Robert Engle, of the United States, and Clive Granger, of Britain, have won the 2003 Nobel Memorial Prize in Economic Sciences for devising statistical methods that improve the analysis of economic phenomena.
It was the fourth straight year in which the economics prize was dominated by academics working at U.S. universities.
Mr. Engle is on the faculty at New York University, and, although he is a British subject, Mr. Granger teaches at the University of California at San Diego.
Both men were lauded for helping to improve analysis of such economic indicators as economic growth, prices and interest rates.
Mr. Engle was cited for his development of a new statistical model to measure volatility on financial markets over time. The Royal Swedish Academy of Sciences says Mr. Engle's models have become indispensable tools for researchers and financial analysts, who use them in asset pricing and in evaluating portfolio risk.
Mr. Granger's research was directed at another aspect of economic movements over time, so-called non-stationary data, such as a long-lasting effect from a temporary disturbance in economic growth patterns.

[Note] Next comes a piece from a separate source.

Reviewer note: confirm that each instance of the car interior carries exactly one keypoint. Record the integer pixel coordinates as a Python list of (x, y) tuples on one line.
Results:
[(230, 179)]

The academy says Mr. Granger discovered that statistical methods used to measure stationary data, which do not grow over time, could yield misleading results when applied to non-stationary data.
The announcement of the economics prize winners came hours after the Swedish Academy awarded the 2003 Nobel Prize in chemistry to two Americans, Peter Agre and Roderick MacKinnon for their research into cell membranes.
This year's Nobel Prize season got under way last week, when the literature prize went to South African writer J.M. Coetzee.
On Monday, American Paul Lauterbur and Briton Peter Mansfield were awarded the Nobel Prize for medicine. And on Tuesday, Russo-American Alexei Abrikosov, Russian Vitaly Ginzburg and British-American Anthony Leggett won the Physics Prize.
The most prestigious of the Nobel awards, the peace prize, is to be announced on Friday in Norway.